1 Nisan 2015 Çarşamba

Erasmus Stajım


Staj başvurularının yapıldığı şu günlerde ben de kendi staj deneyimimden bahsetmek istiyorum.
2009 yılında henüz ikcı değilken, Ankara Üniversitesi Alman Dili ve Edebiyatı son sınıf öğrencisiydim. Ya tercüman olarak kariyerime devam edecektim ya da İnsan Kaynakları alanına geçiş yapacaktım. Ama bir eksik vardı: Daha önce hiç iş tecrübem yoktu ve mezun olmadan önce çalışma hayatıyla ilgili bir fikrim olsun istiyordum. Bu eksiğimi nasıl tamamlarım diye düşünürken yolum Erasmus Stajla kesişti.

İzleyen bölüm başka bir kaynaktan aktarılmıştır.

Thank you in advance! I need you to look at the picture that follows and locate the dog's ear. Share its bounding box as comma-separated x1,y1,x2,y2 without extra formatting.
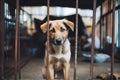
63,19,74,31
40,22,51,33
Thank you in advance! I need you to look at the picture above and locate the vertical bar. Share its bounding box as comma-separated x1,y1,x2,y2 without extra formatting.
90,0,97,80
74,0,78,80
100,4,103,49
111,0,115,80
0,0,4,80
14,0,19,80
46,0,50,80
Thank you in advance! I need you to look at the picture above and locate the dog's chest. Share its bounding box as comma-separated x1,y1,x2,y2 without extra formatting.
50,46,71,62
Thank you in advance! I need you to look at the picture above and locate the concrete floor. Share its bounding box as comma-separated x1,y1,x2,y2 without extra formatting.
11,52,120,80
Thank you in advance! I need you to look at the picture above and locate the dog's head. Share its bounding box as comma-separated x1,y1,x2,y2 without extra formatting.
40,19,74,45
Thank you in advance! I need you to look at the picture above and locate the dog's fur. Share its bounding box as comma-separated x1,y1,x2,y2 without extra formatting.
40,19,74,80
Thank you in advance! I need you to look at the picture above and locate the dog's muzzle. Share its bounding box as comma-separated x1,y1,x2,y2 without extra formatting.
53,38,63,45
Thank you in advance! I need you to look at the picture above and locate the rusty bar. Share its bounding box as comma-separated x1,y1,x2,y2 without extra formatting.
100,4,103,49
111,0,115,80
18,7,21,79
0,0,5,80
90,0,97,80
46,0,50,80
74,0,78,80
14,0,19,80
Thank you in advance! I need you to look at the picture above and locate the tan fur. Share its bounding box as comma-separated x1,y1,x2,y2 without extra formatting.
40,19,74,80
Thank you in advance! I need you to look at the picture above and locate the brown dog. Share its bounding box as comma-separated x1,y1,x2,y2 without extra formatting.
40,19,74,80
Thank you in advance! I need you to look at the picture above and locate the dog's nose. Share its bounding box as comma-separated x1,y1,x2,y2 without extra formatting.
56,38,62,44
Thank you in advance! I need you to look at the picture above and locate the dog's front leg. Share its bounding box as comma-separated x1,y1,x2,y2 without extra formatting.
64,63,70,80
48,64,54,80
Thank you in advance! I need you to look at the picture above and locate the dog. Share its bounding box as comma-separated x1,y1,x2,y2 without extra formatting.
40,19,74,80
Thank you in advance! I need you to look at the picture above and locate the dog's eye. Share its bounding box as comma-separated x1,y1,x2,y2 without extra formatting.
61,27,65,32
50,28,55,33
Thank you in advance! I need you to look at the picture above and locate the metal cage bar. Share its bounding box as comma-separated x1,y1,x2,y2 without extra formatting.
46,0,50,80
14,0,19,80
111,0,116,80
0,0,5,80
90,0,97,80
74,0,78,80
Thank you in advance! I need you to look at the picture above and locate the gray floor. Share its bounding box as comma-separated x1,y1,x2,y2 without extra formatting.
11,54,120,80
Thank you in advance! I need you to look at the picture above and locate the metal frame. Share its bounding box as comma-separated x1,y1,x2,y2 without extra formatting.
0,0,5,80
0,0,116,80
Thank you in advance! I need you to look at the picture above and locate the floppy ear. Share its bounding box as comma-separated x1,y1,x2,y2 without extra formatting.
63,19,74,31
40,22,50,33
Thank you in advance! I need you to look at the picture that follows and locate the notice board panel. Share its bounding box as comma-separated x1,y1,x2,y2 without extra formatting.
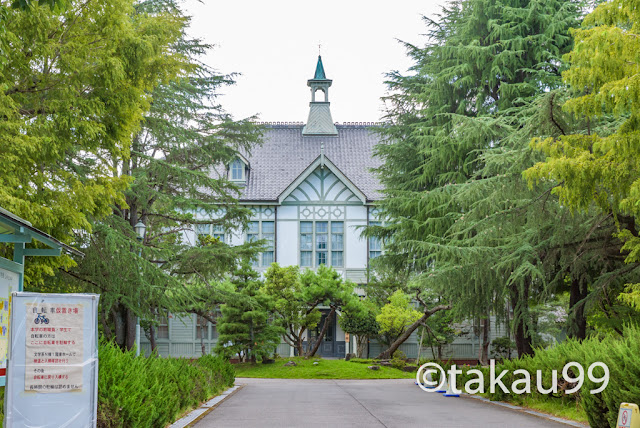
5,292,99,428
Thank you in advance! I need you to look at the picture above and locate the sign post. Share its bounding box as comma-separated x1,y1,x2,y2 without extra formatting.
616,403,640,428
0,267,20,386
4,292,99,428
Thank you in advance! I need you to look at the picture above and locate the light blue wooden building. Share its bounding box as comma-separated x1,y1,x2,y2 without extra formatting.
141,57,510,358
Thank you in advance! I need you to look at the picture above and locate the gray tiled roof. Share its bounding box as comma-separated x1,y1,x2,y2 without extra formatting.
240,124,381,201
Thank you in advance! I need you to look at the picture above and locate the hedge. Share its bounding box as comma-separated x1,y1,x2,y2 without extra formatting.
0,343,235,428
98,343,235,428
443,326,640,428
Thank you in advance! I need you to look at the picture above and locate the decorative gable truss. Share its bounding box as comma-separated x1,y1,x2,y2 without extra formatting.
279,155,366,205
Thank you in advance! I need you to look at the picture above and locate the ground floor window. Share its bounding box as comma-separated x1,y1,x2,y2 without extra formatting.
369,221,382,260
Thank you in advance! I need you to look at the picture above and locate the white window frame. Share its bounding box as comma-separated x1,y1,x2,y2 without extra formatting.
244,220,276,268
229,157,247,183
298,220,346,269
194,223,227,243
367,220,384,261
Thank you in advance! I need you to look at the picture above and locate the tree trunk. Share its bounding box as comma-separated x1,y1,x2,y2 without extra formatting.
149,324,158,354
356,334,369,358
126,309,138,351
377,305,451,359
511,282,533,357
111,305,126,349
200,317,207,357
480,315,491,365
294,329,304,357
307,308,336,357
100,310,113,341
567,279,589,341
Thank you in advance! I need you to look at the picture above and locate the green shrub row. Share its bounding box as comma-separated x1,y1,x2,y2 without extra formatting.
98,343,235,428
0,343,235,428
421,326,640,428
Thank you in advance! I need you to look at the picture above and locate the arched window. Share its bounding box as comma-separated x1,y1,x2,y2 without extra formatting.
230,158,244,181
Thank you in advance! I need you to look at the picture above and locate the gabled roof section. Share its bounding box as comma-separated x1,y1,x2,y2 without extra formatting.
313,55,327,80
228,123,382,203
278,154,367,204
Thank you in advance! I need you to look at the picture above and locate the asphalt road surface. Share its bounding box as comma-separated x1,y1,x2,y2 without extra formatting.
195,378,569,428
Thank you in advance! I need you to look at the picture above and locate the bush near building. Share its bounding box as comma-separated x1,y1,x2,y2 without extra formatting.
98,343,235,428
445,326,640,428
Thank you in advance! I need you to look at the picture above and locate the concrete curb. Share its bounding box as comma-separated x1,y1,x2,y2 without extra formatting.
168,385,244,428
464,394,589,428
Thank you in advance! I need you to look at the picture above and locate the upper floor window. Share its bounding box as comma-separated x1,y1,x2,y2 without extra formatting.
369,221,382,260
247,221,276,267
156,316,169,339
300,221,344,267
196,224,225,242
229,158,245,181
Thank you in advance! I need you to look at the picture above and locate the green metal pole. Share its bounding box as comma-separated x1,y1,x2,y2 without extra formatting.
13,242,24,291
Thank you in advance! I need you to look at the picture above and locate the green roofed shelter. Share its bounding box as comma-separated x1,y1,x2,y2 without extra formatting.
0,207,84,386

“ Erasmus Öğrenci Değişim Hareketliliği “ni biliyordum ama Erasmus Stajı ilk defa duymuştum. Staj yapılacak kurum, resmi yazışmalar, vize işlemleri gibi bütün işlemleri öğrenci tek başına yaptığı için fazla başvuru yapılmıyor bu yüzden de çok bilinmiyor. Özellikle gidilmek istenilen ülkede staj yapılacak uygun bir kurum bulmak, onlarla iletişime geçmek ve stajın kabul edilmesini sağlamak, kalacak yer ayarlamak gerçekten çok zor. Türkiye’de bile staj ayarlamak bu kadar zorken bir de Erasmus Stajın zorluğunu hayal edin. Beni de zorlayan noktalar bunlar oldu. Süreç o kadar uzadı ki son ana kadar bende gidebileceğimden emin değildim ama umudumu da kaybetmemiştim.

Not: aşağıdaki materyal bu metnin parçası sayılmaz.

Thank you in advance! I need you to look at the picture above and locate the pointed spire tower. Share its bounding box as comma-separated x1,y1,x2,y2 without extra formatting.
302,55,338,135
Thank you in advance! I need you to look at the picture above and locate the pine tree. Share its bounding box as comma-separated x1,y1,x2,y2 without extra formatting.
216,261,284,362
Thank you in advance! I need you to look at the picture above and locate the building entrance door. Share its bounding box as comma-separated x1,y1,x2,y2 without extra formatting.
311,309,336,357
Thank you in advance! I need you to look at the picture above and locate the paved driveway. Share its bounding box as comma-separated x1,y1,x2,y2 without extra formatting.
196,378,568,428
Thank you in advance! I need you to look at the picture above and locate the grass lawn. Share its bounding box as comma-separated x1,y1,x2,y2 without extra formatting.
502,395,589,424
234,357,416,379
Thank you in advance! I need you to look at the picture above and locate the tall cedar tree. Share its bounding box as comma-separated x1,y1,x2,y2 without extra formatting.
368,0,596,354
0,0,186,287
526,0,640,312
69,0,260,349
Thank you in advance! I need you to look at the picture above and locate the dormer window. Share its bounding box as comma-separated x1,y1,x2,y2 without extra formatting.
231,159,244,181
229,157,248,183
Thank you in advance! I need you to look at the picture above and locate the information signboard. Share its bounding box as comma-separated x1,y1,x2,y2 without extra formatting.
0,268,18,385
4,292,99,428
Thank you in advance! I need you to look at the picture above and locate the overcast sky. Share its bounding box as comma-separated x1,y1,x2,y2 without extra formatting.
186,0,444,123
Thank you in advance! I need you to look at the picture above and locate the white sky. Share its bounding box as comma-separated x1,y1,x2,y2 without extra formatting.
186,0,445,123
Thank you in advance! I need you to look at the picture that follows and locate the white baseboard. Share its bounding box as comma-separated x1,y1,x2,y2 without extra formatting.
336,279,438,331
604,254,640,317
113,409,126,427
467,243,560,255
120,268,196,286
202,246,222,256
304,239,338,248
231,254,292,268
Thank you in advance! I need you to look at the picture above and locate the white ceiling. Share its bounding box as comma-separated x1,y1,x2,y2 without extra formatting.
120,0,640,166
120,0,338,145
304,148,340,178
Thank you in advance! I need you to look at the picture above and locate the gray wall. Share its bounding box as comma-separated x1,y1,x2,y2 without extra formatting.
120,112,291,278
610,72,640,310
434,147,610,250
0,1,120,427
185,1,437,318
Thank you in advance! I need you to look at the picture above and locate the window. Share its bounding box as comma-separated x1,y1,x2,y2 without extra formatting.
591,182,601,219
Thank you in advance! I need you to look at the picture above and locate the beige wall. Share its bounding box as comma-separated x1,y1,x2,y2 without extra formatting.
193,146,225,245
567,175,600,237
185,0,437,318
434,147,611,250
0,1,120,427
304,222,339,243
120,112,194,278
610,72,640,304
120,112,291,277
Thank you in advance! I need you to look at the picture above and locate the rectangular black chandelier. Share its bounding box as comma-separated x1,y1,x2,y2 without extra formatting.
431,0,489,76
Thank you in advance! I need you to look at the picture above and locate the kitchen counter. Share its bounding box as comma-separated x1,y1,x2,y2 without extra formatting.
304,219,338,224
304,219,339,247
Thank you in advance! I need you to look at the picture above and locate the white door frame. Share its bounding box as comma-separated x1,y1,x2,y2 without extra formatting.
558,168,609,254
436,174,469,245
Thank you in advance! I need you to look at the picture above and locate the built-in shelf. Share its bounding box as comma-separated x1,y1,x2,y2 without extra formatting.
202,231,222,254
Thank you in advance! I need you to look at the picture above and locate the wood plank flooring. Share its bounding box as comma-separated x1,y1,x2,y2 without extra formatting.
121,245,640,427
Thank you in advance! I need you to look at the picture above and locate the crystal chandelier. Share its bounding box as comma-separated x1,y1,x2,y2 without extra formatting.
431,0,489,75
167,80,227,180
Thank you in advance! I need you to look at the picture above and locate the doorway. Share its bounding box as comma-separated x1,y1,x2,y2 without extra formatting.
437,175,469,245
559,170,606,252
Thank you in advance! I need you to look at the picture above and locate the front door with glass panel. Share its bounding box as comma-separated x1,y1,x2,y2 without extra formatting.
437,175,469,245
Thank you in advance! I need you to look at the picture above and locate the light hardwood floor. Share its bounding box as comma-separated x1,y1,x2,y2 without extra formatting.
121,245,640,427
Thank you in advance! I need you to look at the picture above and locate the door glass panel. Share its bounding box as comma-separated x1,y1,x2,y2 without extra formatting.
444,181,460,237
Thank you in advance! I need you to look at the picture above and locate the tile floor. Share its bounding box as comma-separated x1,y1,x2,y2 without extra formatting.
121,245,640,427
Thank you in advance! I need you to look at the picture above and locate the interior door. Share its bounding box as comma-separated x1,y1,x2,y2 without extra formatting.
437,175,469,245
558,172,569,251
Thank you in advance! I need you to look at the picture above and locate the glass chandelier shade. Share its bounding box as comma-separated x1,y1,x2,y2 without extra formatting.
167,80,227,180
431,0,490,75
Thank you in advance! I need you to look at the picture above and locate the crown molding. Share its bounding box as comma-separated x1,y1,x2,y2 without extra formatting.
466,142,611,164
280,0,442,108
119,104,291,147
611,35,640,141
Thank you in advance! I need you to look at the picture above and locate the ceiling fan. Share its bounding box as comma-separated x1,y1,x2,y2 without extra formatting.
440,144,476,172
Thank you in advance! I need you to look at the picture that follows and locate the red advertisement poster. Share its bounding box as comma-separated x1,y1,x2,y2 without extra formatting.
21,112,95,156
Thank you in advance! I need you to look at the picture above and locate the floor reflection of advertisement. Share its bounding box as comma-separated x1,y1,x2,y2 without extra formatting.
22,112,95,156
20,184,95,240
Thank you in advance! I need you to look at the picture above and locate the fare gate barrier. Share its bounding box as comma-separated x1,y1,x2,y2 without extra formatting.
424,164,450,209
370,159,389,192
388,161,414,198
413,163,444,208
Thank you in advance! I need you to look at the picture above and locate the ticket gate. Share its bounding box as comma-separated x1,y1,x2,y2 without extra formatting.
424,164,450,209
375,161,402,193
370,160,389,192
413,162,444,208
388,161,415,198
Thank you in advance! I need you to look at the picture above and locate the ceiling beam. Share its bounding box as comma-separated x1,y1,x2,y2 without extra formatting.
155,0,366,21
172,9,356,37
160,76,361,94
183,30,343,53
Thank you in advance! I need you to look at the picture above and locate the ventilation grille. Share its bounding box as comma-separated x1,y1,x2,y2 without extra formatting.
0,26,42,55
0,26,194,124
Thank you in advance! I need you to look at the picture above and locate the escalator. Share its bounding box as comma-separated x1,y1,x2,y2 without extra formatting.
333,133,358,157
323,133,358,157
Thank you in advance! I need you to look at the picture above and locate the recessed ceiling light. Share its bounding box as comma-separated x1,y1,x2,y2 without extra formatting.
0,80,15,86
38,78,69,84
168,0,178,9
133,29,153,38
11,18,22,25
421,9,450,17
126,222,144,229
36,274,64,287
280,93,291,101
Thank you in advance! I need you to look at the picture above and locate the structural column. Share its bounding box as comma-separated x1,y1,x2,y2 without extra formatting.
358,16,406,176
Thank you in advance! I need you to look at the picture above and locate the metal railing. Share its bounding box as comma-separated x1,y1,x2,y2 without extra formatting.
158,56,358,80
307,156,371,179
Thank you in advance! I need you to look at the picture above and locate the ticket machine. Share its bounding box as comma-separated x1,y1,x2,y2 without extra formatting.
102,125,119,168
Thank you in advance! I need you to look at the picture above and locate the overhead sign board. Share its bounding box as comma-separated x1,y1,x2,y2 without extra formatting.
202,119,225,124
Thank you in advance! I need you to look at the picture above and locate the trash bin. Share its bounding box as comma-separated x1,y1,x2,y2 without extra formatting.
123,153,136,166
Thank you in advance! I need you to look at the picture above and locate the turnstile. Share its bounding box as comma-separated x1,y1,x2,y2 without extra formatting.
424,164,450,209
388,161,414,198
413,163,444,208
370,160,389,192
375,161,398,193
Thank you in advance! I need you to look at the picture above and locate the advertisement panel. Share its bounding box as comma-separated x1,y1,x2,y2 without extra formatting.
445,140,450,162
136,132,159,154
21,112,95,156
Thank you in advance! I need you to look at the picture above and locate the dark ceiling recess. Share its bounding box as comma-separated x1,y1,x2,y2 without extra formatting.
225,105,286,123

Dil Tarihten Hocam, o zamanlar DAAD ( Alman Akademik Değişim Servisi ) Müdürü de olan Nilgün Hocanın, bir dönem önceki 2 öğrencisine kurum bulmalarında ve resmi işlemlerde yardımcı olduğunu duymuştum. Stajyerler sadece vize işlemlerini kendileri yapmış, onun dışındaki tüm işlemleri, yurdun ayarlanması da dâhil Nilgün Hoca ayarlamış. Ben de bir umut Nilgün Hoca’nın kapısını çaldım. Ancak bir önceki dönem, kurum stajyerden memnun olmayıp böyle stajyerler göndermeyin deyince Nilgün Hoca staj konusunda kimseye yardımcı olmayacağını söyledi. Henüz başvuru yapmadan ilk hayal kırıklığını yaşamıştım. Moralim bozulsa da bu stajı yapmayı çok istiyordum ve denemeye de kararlıydım. İşin kötü tarafı sınıf arkadaşlarım da boşuna uğraştığımı düşünüyorlardı.  
Günlerce internetten kurumları araştırdım, pek çok şirkete onlarca mail gönderdim, yurt dışında yaşayan akrabalarımdan yardım istedim, kısaca elimden ne geliyorsa yapmaya çalıştım. Tam bir hafta sonra kuzenimden güzel haber geldi. Bir arkadaşının çalıştığı kurumla görüşmüş ve benim için staj yeri ayarlamış. Ben de okulumdaki AB Ofisiyle görüşerek staj başvurumu yaptım.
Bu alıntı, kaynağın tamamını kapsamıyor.